Dense Passage Retrieval — two separate BERT-based encoders trained jointly: a Question Encoder and a Context Encoder. They’re kept separate because questions and documents have different linguistic structure. Joint training ensures their output vectors are comparable in the same embedding space.

Question EncoderContext EncoderSame vector space

Explain
What is FAISS and when would you replace it?

Facebook AI Similarity Search — a library for fast nearest-neighbor search over dense vectors. IndexFlatL2 does exact exhaustive search — fine for thousands of docs but O(n) per query. For millions of docs, switch to IndexIVFFlat (approximate, partitioned) or a managed vector DB like Pinecone, Weaviate, or pgvector.
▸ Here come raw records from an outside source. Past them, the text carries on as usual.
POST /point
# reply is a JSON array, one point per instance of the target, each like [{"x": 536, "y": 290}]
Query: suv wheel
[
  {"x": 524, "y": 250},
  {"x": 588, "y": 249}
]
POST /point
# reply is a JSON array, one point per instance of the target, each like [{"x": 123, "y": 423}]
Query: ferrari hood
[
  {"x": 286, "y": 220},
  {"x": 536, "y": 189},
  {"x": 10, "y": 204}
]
Exact: IndexFlatL2Approx: IVFFlat / HNSWScale: Pinecone / pgvector

Compare
RAG vs fine-tuning — when to use which?

Use RAG when knowledge changes frequently, you need source attribution, or you want to avoid the cost of retraining. Use fine-tuning when you need the model to learn a new style, format, or reasoning pattern that retrieval can’t provide. In practice, the best systems combine both.

RAG = dynamic knowledgeFine-tune = style / reasoningCombine for best results

Gotcha
What is the “lost in the middle” problem in RAG?

When multiple documents are concatenated as context, LLMs tend to attend best to the beginning and end of the input — information in the middle gets underweighted. Mitigations: rerank retrieved docs by relevance before concatenation, or use a model with a longer, more uniform attention mechanism.

Middle docs underweightedRerank before concatLimit top_k to 3–5

Explain
What does beam search do in generation?

Instead of greedily picking the single best next token at each step, beam search keeps the top N candidate sequences (beams) in parallel and returns the highest-scoring complete sequence. num_beams=4 explores 4 paths simultaneously — better quality than greedy, with manageable compute overhead.

num_beams=1 = greedynum_beams=4 = qualityHigher beams = slower

Improve
How would you modernize this RAG stack for production?

Three upgrades: (1) Replace DPR + BART with a single LLM via Bedrock or OpenAI — better quality, less infrastructure. (2) Replace FAISS with pgvector or Pinecone for managed, scalable retrieval. (3) Add a reranker (cross-encoder) between retrieval and generation to reorder results by relevance before injecting as context.

Bedrock / OpenAI LLMpgvector / PineconeCross-encoder reranker

RAG: Retrieval-Augmented Generation.